Monday, August 30, 2010

Hickory Smoked Pepper Crusted Tri-Tip

It takes patience to use a smoker. You can't get in a hurry with it or let the
fire get too high or low. If you don't pay attention your whole meal could end up dried out and chewy.  It doesn't matter if its a $50 smoker or $5000 smoker, once you figure it out and know how to work it you will be hooked.  Nothing makes a tough cut of meat taste better than a smoke with low steady heat and a few sticks of wood. Nothing makes the neighborhood smell better either.

When I lived in Southern California Tri-tip was already a very popular cut of meat out there. Finding it here in North Texas was, at first, difficult at best.  It is slowly starting to show up all over the place now. You can get it at Costco in a 2 pack, Market Street has it but you'll have to ask for it because its not in the display case.  Central Market has recently started carrying it as well. 

Tri-tip, or Triangle Roast, comes from the bottom of the sirloin.  It is a very tender piece of meat with a low fat content. You really need to watch the internal temperature when you smoke a Tri-tip roast or it will dry out and get tough on you. 


     2 Tri-tip roasts
     1/2 cup course ground pepper
     2 teaspoons kosher salt
     1 tablespoon garlic powder
     1 tablespoon olive oil


     Light a charcoal/lump fire in your smoker. Once the coals are glowing
     white, spread them out and place a split hickory log across the middle
     of them.  Once the white smoke subsides adjust your vents to maintain
     a temperature of 225 degrees but not hotter than 250. 
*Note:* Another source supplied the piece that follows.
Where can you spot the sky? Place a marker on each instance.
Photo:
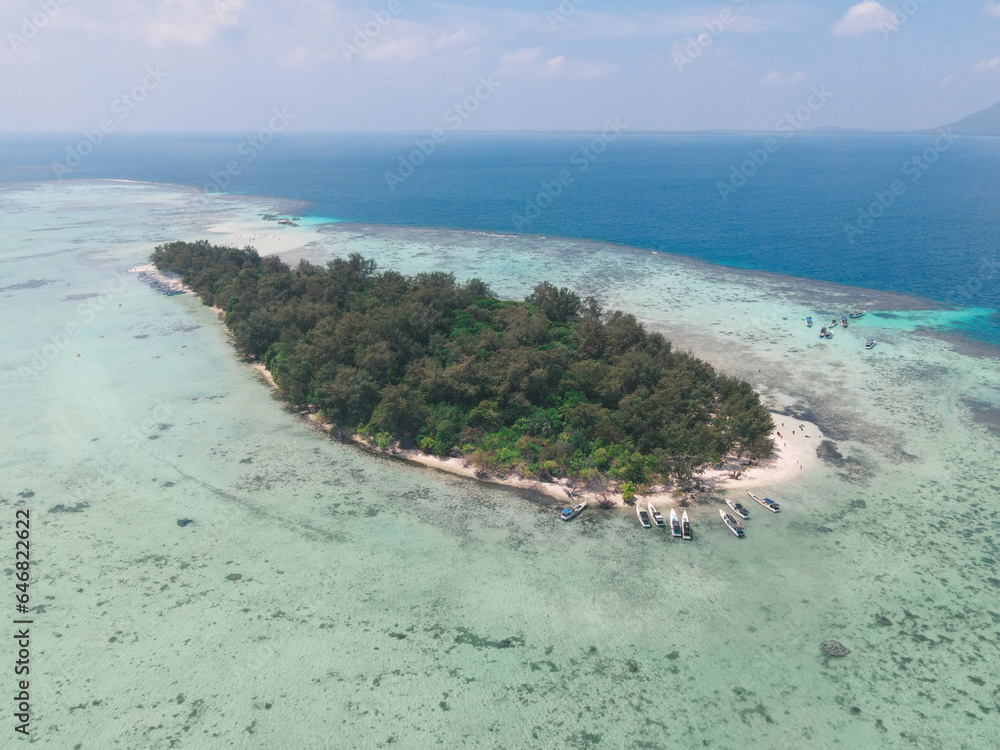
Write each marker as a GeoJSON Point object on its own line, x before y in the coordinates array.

     Combine the pepper, salt and garlic powder in a bowl. Rub the roasts
     with olive oil then coat them all over with the mixture.  Insert an instant
     read/digital thermometer into the thickest part being sure that the end
     of the probe is in the center of the meat.


     Place the roasts in the middle section of your smoker.  Close the door
     and let the smoke and heat do its magic.  You are looking for an internal
     temperature of about 155-165 degrees (Medium Well). If you go much
     higher than that you are going to dry it out and turn it into leather.  You
     can pull it at 145 degrees if you like it a little more rare but any pockets
     of fat may not render out completely.  Pull the meat and let it rest for 15
     minutes before you cut into it.  With a long, sharp knife cut thin slices
     across the grain for maximum tenderness.